# Middleware

A turn is a Rack-style pipeline: middleware wraps the terminal `run` proc, each layer seeing the `env` on the way in and again on the way out. You compose the machinery you want and omit what you don't.

A middleware is any object constructed with `(app, **opts)` that responds to `call(env)` and calls `@app.call(env)`. The convention:

```ruby
class MyMiddleware
  def initialize(app, **opts) = (@app = app)
  def call(env)
    # ... before ...
    @app.call(env)
    # ... after ...
    env
  end
end
```

Files are numeric-prefixed by stack position (`002_session_log.rb`, `070_tool_pipeline.rb`) — lower numbers sit further out.

## The catalog

| Middleware | Role |
|---|---|
| `SessionLog` | Loads conversation history from a JSONL file on the way in; persists the whole turn on the way out. Outermost. See [Sessions](/brute/sessions/). |
| `SystemPrompt` | Prepends a `:system` message (unless one already exists). Defaults to `Brute::SystemPrompt.default`; pass a custom one for specialized agents. |
| `Loop::ToolResult` | The agentic loop. Re-invokes the inner stack while the last message is a `:tool` result, bumping `current_iteration`. Stops on a text answer or `should_exit`. |
| `MaxIterations` | Guards against runaway loops.
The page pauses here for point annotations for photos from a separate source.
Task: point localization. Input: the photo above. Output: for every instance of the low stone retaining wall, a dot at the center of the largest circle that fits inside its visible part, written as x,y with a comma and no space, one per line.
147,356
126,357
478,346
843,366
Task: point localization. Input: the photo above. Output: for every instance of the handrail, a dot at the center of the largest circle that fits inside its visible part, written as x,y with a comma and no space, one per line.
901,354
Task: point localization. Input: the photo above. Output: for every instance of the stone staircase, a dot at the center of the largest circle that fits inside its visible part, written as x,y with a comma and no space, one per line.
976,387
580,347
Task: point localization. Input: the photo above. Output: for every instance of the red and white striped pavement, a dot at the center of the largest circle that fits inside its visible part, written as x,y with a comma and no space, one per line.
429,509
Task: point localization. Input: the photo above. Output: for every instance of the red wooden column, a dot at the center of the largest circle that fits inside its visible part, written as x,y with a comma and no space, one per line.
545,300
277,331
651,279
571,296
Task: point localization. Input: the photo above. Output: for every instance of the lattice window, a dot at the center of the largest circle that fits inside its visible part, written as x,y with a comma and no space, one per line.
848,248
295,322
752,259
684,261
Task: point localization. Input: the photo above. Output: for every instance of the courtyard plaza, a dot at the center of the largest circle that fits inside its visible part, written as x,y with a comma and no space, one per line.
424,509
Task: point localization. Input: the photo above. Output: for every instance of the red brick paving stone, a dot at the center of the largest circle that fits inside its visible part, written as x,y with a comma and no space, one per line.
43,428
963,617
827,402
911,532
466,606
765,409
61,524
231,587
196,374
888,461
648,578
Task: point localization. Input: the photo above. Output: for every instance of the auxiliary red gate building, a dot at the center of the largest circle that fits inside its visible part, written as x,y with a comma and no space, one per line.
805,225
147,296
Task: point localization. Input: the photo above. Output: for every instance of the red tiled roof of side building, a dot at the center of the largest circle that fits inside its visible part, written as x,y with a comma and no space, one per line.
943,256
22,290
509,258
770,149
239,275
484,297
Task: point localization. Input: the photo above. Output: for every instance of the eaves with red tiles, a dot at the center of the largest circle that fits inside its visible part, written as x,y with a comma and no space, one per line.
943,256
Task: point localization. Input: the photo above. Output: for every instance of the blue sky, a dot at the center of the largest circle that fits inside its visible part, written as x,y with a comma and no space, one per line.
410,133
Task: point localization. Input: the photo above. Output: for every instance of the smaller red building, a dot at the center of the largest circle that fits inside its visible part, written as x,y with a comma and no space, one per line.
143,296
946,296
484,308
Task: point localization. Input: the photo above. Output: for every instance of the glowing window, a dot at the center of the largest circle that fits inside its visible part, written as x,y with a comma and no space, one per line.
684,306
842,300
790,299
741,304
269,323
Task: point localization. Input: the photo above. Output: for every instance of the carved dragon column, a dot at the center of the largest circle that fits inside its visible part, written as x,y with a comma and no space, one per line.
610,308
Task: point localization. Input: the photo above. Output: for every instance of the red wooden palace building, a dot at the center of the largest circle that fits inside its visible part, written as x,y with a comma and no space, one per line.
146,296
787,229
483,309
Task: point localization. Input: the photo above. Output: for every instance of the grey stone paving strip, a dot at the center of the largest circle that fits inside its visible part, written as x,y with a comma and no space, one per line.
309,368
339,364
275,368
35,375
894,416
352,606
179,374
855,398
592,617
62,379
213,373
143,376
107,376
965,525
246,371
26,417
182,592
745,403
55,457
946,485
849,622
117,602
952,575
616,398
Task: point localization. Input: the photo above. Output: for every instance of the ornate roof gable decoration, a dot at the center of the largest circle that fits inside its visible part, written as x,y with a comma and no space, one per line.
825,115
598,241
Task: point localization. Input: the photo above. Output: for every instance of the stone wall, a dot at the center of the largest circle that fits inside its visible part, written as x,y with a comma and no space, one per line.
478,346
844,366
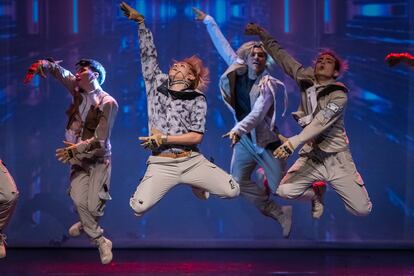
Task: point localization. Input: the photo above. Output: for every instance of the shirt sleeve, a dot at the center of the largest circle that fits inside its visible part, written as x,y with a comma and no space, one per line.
149,62
61,74
198,115
260,108
287,63
323,119
103,130
219,41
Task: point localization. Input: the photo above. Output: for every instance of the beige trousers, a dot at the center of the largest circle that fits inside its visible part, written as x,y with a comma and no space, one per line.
164,173
8,196
89,190
336,168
When `current_iteration` exceeds the cap (default 100), injects a "Maximum iterations reached" user message so the loop exits naturally. |
| `ToolPipeline` | Advertises tools on `env[:tools]` going in; executes the model's tool calls coming out. See [Tools](/brute/tools/). |
| `Summarize` | Runs one final tool-free completion after the loop, so the agent ends on a clean text answer. |
| `EventHandler` | Wraps `env[:events]` in a handler class (e.g. terminal output). See [Events](/brute/events/). |
| `Question` | Interactive-question plumbing (works with the `question` tool). |
| `Tracing` | Logs per-call timing and token usage; accumulates timing into `env[:metadata][:timing]`. |
| `CompactionCheck` | Hook point for context compaction when the conversation grows large. |
| `OTel::*` | OpenTelemetry spans, token usage, and tool-call events — pure pass-throughs unless `opentelemetry-sdk` is loaded. |

## Loop::ToolResult

The standard agentic loop is a `do`-while: the inner app always runs once, and the condition is checked after each pass.

```ruby
use Brute::Middleware::Loop::ToolResult
```

Its condition: continue while `env[:messages].last.role == :tool` and `env[:should_exit]` is unset. The generic `Brute::Middleware::Loop` takes any proc or block condition if you need a different loop:

```ruby
use Brute::Middleware::Loop, ->(env) { env[:messages].last&.role == :tool }
```

## A typical stack

```ruby
Brute.agent
  .use(Brute::Middleware::EventHandler, handler_class: TerminalOutput)
  .use(Brute::Middleware::SessionLog, path: "tmp/session.jsonl")
  .use(Brute::Middleware::SystemPrompt)
  .use(Brute::Middleware::Loop::ToolResult)
  .use(Brute::Middleware::MaxIterations)
  .use(Brute::Middleware::ToolPipeline, tools: Brute::Tools::ALL)
  .run ->(env) { ... }
```

Order matters: `SessionLog` outermost so history is loaded before anything else and the whole turn is persisted after; `Loop::ToolResult` above `ToolPipeline` so the loop re-runs after each tool batch; `MaxIterations` between them as the guard.